[PATCH v3 1/2] KVM: arm64: PMU: Introduce FIXED_COUNTERS_ONLY
Akihiko Odaki
odaki at rsg.ci.i.u-tokyo.ac.jp
Thu Feb 26 06:43:21 PST 2026
On 2026/02/26 20:54, Oliver Upton wrote:
> Hi Akihiko,
>
> On Wed, Feb 25, 2026 at 01:31:15PM +0900, Akihiko Odaki wrote:
>> @@ -629,6 +629,8 @@ void kvm_arch_vcpu_load(struct kvm_vcpu *vcpu, int cpu)
>> kvm_vcpu_load_vhe(vcpu);
>> kvm_arch_vcpu_load_fp(vcpu);
>> kvm_vcpu_pmu_restore_guest(vcpu);
>> + if (test_bit(KVM_ARCH_FLAG_PMU_V3_FIXED_COUNTERS_ONLY, &vcpu->kvm->arch.flags))
>> + kvm_make_request(KVM_REQ_CREATE_PMU, vcpu);
>
> We only need to set the request if the vCPU has migrated to a different
> PMU implementation, no?
Indeed. I was too lazy to implement such a check since it won't affect
performance unless the new feature is requested, but having one may be
still nice.
>
>> if (kvm_arm_is_pvtime_enabled(&vcpu->arch))
>> kvm_make_request(KVM_REQ_RECORD_STEAL, vcpu);
>>
>> @@ -1056,6 +1058,9 @@ static int check_vcpu_requests(struct kvm_vcpu *vcpu)
>> if (kvm_check_request(KVM_REQ_RELOAD_PMU, vcpu))
>> kvm_vcpu_reload_pmu(vcpu);
>>
>> + if (kvm_check_request(KVM_REQ_CREATE_PMU, vcpu))

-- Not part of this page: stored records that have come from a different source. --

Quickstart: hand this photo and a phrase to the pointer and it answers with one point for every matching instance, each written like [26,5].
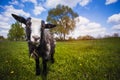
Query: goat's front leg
[44,66]
[37,66]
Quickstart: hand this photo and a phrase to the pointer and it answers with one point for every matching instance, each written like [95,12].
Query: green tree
[16,32]
[63,17]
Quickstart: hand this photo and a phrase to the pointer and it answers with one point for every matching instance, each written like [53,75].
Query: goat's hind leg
[37,66]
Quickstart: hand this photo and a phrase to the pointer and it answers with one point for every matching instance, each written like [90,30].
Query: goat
[40,42]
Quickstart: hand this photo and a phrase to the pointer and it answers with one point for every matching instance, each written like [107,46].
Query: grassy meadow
[74,60]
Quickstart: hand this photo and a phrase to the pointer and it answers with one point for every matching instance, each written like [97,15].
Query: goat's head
[33,27]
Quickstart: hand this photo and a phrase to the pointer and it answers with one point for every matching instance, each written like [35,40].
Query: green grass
[74,60]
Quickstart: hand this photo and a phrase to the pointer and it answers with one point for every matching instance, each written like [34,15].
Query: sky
[96,17]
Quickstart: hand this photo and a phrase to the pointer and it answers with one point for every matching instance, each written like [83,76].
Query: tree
[16,32]
[63,17]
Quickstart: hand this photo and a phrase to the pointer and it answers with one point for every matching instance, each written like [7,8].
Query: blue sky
[96,17]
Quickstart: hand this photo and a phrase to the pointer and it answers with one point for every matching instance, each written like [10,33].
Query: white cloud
[110,1]
[32,1]
[85,27]
[6,19]
[114,18]
[15,2]
[70,3]
[10,9]
[116,27]
[38,10]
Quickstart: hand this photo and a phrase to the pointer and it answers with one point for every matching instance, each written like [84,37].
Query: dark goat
[42,45]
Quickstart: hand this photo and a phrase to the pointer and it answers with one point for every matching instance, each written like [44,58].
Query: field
[74,60]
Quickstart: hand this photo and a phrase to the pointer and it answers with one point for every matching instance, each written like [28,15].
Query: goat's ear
[50,26]
[19,18]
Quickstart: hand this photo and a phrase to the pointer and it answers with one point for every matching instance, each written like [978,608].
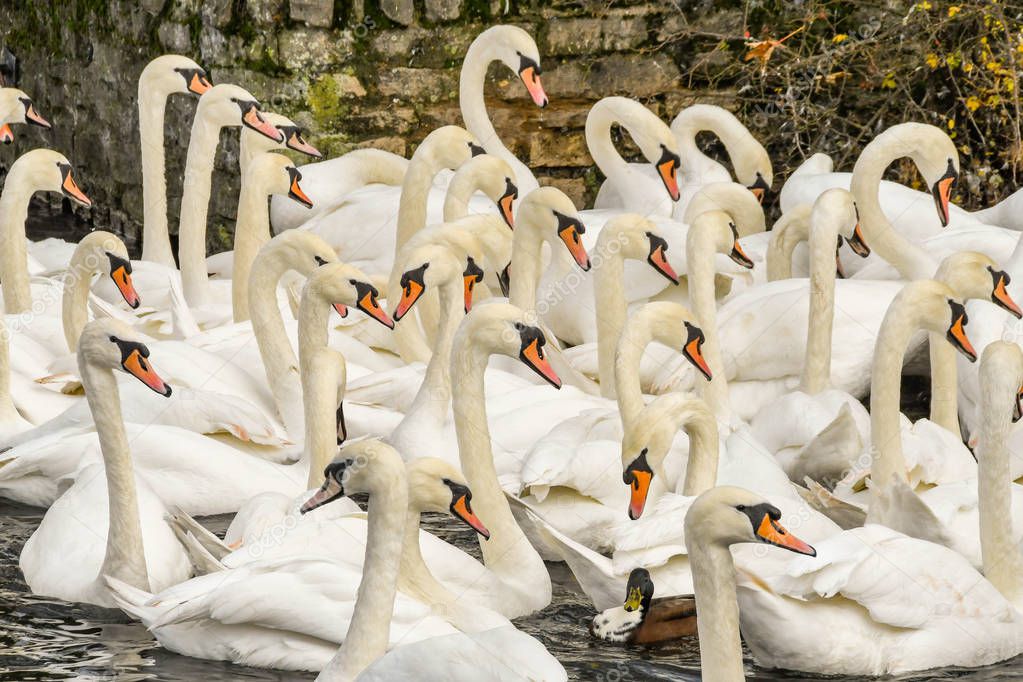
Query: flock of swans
[712,377]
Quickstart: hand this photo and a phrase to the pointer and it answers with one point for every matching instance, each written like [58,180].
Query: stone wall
[354,74]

>> + kvm_vcpu_create_pmu(vcpu);
>> +
>
> My strong preference would be to squash the migration handling into
> kvm_vcpu_reload_pmu(). It is already reprogramming PMU events in
> response to other things.
Can you share a reason for that?
In terms of complexity, I don't think it will help reducing complexity
since the only common things between kvm_vcpu_reload_pmu() and
kvm_vcpu_create_pmu() are the enumeration of enabled counters, which is
simple enough.
In terms of performance, I guess it is better to keep
kvm_vcpu_create_pmu() small since it is triggered for each migration.
>
>> if (kvm_check_request(KVM_REQ_RESYNC_PMU_EL0, vcpu))
>> kvm_vcpu_pmu_restore_guest(vcpu);
>>
>> @@ -1516,7 +1521,8 @@ static int kvm_setup_vcpu(struct kvm_vcpu *vcpu)
>> * When the vCPU has a PMU, but no PMU is set for the guest
>> * yet, set the default one.
>> */
>> - if (kvm_vcpu_has_pmu(vcpu) && !kvm->arch.arm_pmu)
>> + if (kvm_vcpu_has_pmu(vcpu) && !kvm->arch.arm_pmu &&
>> + !test_bit(KVM_ARCH_FLAG_PMU_V3_FIXED_COUNTERS_ONLY, &kvm->arch.flags))
>> ret = kvm_arm_set_default_pmu(kvm);
>
> I'd rather just initialize it to a default than have to deal with the
> field being sometimes null.
I agree. I'll change this with the next version.
>
>> -static bool kvm_pmu_counter_is_enabled(struct kvm_pmc *pmc)
>> +static u64 kvm_pmu_enabled_counter_mask(struct kvm_vcpu *vcpu)
>> {
>> - struct kvm_vcpu *vcpu = kvm_pmc_to_vcpu(pmc);
>> - unsigned int mdcr = __vcpu_sys_reg(vcpu, MDCR_EL2);
>> + u64 mask = 0;
>>
>> - if (!(__vcpu_sys_reg(vcpu, PMCNTENSET_EL0) & BIT(pmc->idx)))
>> - return false;
>> + if (__vcpu_sys_reg(vcpu, MDCR_EL2) & MDCR_EL2_HPME)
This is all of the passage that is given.